McArthur Binion American, b. 1964

Overview

McArthur Binion is an American painter who has developed a unique style of action painting which places personal memory in dialogue with visual elements of Modernism. For content, Binion sources narratives of his African American experience in rural America and his presence in the white dominated heyday of American Modernism in New York City. 

 

Wax crayon is Binion’s primary medium. His method involves intentional physicality: crayon is first ground up and then rubbed into wood and aluminum panels, a process that produces abstract, mono or duo-chromatic color fields. In other projects, Binion juxtaposes these abstract surfaces with repetitive Xerox imagery taken from his personal life, which is then coated in multiple layers of ink.

 

The images Binion utilizes in his works include photographs of him as a child and his mother in a crop field set alongside documents such as his birth certificate and pages from his address book—a record jotted with names such as Jean-Michael Basquiat andMary Boone, documenting his time in New York City’s 1970s art scene.

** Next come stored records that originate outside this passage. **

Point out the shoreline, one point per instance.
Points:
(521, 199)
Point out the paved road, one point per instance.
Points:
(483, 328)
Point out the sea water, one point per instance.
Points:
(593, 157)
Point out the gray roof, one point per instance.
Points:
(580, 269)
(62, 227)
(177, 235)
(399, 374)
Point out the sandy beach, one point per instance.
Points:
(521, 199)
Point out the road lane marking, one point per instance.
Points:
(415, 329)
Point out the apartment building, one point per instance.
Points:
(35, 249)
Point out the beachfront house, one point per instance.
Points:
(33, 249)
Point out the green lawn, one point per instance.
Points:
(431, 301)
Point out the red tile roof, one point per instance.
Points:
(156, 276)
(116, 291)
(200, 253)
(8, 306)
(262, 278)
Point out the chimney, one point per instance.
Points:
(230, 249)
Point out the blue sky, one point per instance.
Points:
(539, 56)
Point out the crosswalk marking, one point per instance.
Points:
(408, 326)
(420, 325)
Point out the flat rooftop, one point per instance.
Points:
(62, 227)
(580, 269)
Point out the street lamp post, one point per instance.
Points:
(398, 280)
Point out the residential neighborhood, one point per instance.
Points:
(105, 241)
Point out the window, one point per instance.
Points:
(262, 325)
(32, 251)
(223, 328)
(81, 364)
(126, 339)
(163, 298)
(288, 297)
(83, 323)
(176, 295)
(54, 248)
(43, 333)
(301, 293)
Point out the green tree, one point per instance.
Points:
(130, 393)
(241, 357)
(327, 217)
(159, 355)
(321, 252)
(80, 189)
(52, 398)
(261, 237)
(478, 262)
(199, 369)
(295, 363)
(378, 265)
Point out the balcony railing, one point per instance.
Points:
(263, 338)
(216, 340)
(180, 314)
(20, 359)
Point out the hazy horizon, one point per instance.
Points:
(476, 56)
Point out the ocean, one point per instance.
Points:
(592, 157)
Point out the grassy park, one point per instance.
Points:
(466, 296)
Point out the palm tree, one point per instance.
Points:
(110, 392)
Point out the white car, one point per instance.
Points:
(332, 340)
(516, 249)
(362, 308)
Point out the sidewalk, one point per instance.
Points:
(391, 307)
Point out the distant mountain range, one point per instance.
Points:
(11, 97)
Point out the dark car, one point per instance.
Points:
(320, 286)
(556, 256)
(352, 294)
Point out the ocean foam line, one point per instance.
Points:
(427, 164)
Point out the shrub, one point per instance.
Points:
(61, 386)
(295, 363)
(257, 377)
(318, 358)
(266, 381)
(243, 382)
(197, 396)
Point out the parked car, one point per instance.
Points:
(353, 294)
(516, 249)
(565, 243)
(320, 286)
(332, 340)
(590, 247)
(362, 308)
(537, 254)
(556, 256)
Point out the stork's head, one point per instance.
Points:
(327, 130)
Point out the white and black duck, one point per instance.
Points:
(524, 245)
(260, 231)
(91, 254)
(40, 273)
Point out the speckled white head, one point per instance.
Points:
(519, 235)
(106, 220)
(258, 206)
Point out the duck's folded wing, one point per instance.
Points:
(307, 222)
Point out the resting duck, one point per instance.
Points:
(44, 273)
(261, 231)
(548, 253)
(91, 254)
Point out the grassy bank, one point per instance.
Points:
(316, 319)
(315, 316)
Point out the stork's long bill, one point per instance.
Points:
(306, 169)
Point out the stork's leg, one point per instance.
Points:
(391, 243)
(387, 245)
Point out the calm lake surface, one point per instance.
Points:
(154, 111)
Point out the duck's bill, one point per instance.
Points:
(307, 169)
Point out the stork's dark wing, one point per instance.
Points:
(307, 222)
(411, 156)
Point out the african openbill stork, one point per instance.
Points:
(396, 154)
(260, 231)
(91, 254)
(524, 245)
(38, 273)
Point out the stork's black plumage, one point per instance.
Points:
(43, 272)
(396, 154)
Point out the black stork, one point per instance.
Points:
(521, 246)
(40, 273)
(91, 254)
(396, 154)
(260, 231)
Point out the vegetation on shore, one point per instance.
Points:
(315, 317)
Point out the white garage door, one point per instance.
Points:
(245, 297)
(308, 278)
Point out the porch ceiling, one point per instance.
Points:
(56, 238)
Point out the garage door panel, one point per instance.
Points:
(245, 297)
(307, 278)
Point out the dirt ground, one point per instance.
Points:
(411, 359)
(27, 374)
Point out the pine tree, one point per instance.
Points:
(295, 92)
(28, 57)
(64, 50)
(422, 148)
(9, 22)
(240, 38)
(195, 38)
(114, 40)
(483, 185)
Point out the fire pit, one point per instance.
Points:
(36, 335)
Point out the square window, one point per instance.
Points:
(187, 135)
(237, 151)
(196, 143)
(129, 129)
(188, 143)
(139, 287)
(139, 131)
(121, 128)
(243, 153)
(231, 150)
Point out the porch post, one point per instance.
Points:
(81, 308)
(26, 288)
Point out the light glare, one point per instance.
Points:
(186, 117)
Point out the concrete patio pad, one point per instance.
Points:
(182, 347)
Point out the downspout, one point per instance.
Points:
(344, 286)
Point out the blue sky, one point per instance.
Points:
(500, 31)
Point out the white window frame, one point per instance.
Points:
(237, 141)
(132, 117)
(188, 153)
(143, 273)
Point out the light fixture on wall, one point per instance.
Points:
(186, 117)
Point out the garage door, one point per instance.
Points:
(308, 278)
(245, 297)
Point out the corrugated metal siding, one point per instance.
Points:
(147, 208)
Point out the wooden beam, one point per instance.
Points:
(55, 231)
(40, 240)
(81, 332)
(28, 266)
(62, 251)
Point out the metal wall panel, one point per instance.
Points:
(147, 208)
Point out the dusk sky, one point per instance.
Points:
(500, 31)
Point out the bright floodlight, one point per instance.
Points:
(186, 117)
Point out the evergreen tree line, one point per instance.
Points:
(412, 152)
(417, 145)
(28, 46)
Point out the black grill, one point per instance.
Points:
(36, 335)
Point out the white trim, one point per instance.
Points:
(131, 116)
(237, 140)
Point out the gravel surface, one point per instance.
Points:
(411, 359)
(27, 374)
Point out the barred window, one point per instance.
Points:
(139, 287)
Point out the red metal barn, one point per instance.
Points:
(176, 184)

Binion’s historical contributions to Abstract Expressionist and Post-Minimalist movements position him as an influential figure within contemporary African-American art discourses. During the inaugural year of the infamous Artists Space, Bionion’s work was curated into an exhibition by Carl Andre, Sol Lewitt and Ronald Bladen. Additionally, Binion was curated by, and collaborated with, artist David Hammons repeatedly during the 1970s.

 

Major recent solo exhibitions include Seasons at Kavi Gupta Chicago | Washington Blvd. (2016); Re: Mine, Galerie Lelong, New York (2015); DNA Study at Kavi Gupta CHICAGO | Elizabeth (2014); Ghost: Rhythms at Kavi Gupta CHICAGO |Washington Blvd. (2013); and Perspectives 177: McArthur Binion, Contemporary Art Museum, Houston (2012). Recent group shows include Invitational Exhibition of VisualArts, American Academy of Arts and Letters, New York (2016); Piece by Piece: Building a Collection at the Kemper Museum of Contemporary Art, Kansas City (2015); Prospect.3: Notes for Now in New Orleans; Another Look at Detroit: Parts 1 & 2 at the Marlborough Chelsea and Marianne Boesky Galleries, New York; Ice Fishing at the Max Wigram Gallery, London; Above and Below the Surface: Eight Artists at the Berggruen Gallery, SanFrancisco; When the Stars Begin to Fall: Imagination in the American South at the Studio Museum, New York; Black and the Abstract, Part 2: Soft Curves/Hard Edges at the Contemporary Arts Museum, Houston; and Outside the Lines at the Contemporary Arts Museum, Houston (2014). His work is in the collections of the Smithsonian National Museum of African American History and Culture in Washington DC, the Whitney Museum of American Art in New York, NY, the Studio Museum in Harlem, New York, NY, the Cranbrook Museum of Art in Bloomfield Hills, MI, the Detroit Institute of Art in Detroit, MI, and the Metropolitan Museum of Art in New York City. Binion’s work has been reviewed in such periodicals as Artforum International, Art in America, and the Huffington Post. He received his Bachelors of Art from Wayne State University, and later became the first African American to graduate from the Cranbrook Academy of Art with a Master of Fine Arts. Binion lives and works in Chicago.